Zika in Europe: Man in Denmark tests positive for mosquito-borne virus following return from South and Central America

Thousands in South and Central America have been affected by the virus

A Danish national has tested positive for the mosquito-transmitted Zika virus after travelling to South and Central America, where thousands of people have been affected by the illness that poses a particular threat to pregnant women.

In a statement, the Aarhus University Hospital said the patient ran a fever, had a headache and muscle aches and was discovered as having the virus on Tuesday. 

There hospital released no further details about the patient but it says that there is little risk of it spreading in Denmark because the mosquito carrying the virus isn't found in the country. 

Danish broadcaster DR quoted Professor Lars Ostergaard from the university hospital as saying the case involved a young man. Professor Ostergaard said the patient was allowed to go home after doctors made sure that he was feeling well. 

Officials warned on Monday that only Canada and Chile would escape the spread of the virus as it extends its spread across the Americas.

While Zika itself is not particularly dangerous to most people, there is growing evidence of a link between the virus in pregnant women and birth defects in their children.

Specifically, Brazil has experienced a massive growth in cases of microcephaly – a congenital disorder which sees the brain of the developing foetus failing to grow normally – at the same time as the spread of Zika.
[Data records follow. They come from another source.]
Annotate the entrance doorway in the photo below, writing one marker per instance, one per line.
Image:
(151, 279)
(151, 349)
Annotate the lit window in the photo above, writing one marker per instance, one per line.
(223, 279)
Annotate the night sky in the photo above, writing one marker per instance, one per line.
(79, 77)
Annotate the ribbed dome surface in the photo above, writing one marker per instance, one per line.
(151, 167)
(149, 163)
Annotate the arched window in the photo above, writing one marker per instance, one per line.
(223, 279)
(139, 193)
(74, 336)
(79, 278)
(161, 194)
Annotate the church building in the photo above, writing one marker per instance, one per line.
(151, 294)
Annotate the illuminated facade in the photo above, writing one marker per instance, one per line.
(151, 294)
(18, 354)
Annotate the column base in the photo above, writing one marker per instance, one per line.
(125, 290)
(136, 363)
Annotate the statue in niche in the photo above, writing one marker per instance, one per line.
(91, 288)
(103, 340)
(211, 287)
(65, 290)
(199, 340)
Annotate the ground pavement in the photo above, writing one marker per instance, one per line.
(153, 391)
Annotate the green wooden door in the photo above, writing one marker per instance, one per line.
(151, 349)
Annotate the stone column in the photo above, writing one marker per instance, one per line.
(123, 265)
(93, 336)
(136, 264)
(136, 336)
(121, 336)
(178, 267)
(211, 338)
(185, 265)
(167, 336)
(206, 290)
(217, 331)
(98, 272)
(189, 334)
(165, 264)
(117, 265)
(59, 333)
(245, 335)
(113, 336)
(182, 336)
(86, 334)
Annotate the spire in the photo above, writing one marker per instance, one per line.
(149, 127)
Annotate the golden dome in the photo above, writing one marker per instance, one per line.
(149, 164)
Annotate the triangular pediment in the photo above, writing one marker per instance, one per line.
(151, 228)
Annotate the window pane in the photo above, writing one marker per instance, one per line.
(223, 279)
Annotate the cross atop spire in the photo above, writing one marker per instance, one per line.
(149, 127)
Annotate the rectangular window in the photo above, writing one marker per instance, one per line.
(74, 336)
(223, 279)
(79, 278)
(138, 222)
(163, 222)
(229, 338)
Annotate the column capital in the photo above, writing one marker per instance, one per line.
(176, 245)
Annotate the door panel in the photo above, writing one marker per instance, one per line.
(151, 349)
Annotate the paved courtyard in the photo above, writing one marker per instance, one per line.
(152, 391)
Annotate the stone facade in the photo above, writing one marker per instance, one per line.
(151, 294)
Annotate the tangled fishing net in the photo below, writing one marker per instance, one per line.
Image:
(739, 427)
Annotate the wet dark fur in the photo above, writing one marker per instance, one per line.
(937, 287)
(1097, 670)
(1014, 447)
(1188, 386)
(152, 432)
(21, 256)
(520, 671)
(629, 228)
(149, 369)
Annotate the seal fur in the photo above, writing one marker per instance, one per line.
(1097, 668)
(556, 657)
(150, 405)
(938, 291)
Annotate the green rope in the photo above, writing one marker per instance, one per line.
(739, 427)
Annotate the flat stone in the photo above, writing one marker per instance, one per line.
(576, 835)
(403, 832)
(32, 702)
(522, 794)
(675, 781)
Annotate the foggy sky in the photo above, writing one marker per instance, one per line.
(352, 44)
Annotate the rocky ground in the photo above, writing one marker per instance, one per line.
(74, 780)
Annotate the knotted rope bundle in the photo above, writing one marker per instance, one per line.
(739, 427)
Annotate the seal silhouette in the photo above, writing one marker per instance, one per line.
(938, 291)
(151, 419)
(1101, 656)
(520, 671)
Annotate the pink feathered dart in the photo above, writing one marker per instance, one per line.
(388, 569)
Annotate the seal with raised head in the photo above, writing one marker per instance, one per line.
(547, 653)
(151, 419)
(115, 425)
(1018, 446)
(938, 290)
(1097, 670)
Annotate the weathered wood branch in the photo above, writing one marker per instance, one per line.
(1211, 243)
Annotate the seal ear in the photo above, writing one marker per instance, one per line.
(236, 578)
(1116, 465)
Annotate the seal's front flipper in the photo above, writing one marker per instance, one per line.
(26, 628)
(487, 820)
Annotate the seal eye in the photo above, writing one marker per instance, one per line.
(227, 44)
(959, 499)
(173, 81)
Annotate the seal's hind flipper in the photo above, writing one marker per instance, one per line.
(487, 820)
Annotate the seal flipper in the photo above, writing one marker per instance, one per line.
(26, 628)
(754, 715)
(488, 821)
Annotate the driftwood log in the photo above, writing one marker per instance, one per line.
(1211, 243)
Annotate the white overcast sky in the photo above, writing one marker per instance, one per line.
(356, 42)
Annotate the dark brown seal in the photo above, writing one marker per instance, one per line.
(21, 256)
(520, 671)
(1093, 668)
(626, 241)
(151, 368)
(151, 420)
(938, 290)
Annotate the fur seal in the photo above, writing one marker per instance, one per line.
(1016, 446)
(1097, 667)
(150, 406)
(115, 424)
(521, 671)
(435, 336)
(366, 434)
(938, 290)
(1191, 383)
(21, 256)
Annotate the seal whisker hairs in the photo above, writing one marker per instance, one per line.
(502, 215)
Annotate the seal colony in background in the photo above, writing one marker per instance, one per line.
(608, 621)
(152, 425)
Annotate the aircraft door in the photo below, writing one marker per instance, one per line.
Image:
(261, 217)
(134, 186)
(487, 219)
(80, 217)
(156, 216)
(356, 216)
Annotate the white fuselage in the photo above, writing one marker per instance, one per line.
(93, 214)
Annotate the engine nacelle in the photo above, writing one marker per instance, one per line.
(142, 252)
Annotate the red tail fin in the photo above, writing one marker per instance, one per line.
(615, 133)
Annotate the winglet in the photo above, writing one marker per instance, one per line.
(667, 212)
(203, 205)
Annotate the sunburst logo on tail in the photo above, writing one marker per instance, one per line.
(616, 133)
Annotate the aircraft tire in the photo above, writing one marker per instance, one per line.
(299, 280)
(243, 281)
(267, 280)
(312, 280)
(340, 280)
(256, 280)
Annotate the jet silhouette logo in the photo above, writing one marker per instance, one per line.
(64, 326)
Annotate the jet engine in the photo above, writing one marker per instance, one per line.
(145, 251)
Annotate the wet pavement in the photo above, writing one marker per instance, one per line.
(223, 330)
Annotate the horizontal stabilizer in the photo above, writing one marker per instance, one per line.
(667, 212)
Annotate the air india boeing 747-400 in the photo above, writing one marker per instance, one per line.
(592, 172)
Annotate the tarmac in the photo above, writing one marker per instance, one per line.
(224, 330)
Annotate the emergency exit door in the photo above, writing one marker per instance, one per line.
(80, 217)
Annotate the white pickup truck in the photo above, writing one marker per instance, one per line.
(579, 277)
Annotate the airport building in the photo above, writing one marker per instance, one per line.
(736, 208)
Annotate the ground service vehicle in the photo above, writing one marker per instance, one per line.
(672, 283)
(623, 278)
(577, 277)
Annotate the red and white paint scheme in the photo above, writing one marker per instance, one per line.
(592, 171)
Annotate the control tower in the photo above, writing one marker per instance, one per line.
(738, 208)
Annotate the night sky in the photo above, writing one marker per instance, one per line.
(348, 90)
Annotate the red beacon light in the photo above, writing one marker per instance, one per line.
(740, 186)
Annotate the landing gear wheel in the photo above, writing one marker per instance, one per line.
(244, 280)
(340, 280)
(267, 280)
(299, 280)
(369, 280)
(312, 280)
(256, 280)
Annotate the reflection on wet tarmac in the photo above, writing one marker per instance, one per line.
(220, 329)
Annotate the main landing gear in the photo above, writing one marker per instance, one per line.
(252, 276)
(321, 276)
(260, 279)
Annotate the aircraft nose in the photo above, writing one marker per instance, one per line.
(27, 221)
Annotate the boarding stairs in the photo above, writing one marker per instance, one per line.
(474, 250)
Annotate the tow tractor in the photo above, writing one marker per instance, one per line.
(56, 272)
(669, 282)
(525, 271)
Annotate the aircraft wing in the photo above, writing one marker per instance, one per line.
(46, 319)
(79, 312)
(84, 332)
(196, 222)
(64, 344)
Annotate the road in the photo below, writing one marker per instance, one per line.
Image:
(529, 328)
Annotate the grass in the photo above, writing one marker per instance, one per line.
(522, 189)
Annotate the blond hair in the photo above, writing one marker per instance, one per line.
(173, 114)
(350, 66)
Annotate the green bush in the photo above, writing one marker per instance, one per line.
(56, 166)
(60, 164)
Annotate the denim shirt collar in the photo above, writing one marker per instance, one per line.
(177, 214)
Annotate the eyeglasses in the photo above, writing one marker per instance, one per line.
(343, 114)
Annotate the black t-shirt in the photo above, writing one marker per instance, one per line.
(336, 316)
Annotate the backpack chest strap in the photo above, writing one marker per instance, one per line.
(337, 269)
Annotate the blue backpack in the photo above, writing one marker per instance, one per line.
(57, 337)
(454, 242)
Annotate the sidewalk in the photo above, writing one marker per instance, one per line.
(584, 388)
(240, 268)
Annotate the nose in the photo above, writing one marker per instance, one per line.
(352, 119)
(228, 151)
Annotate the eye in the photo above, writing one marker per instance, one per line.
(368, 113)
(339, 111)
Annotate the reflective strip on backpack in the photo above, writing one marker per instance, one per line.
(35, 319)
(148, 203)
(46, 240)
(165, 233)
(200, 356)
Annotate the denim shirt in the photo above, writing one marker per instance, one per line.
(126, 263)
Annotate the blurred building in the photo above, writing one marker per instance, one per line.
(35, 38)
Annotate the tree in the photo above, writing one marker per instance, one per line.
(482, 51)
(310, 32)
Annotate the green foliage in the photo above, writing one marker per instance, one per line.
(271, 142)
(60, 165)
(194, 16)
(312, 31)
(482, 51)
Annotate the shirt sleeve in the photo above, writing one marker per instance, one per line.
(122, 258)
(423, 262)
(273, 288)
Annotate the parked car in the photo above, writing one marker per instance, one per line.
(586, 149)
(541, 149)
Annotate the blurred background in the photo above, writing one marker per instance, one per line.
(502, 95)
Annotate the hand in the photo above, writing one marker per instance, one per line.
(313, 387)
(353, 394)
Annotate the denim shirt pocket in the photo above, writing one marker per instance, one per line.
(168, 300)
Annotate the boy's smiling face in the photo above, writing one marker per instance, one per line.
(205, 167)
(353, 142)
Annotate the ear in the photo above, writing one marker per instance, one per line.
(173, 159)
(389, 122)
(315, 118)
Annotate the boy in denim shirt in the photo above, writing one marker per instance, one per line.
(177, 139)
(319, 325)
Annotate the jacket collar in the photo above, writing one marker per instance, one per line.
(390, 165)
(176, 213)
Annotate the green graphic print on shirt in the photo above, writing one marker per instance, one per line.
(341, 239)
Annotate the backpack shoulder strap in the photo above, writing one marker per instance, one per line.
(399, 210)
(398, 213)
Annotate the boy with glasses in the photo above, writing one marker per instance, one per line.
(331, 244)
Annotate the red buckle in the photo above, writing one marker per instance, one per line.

Normally the country reports about 200 microcephaly births a year, but since last October, Brazil has seen nearly 4,000 reported cases of newborns with microcephaly. In the poorer region of Pernambuco in the country's north-east, between 1 and 2 per cent of newborns now have microcephaly.

At the weekend, Public Health England confirmed that three cases of Zika virus had been found in the UK, in travellers returning from Colombia, Suriname and Guyana. 

Though the virus does not spread directly from person to person, Public Health England said "a small number of cases have occurred through sexual transmission or by transmission from mother to foetus via the placenta".

Countries in the affected region are warning women to postpone pregnancy if possible until more is known about the outbreak, while El Salvador is telling women to put off getting pregnant until 2018. Expectant mothers are also being told to stay away from this summer's Olympics in Rio de Janeiro.

There is no known antidote to the virus.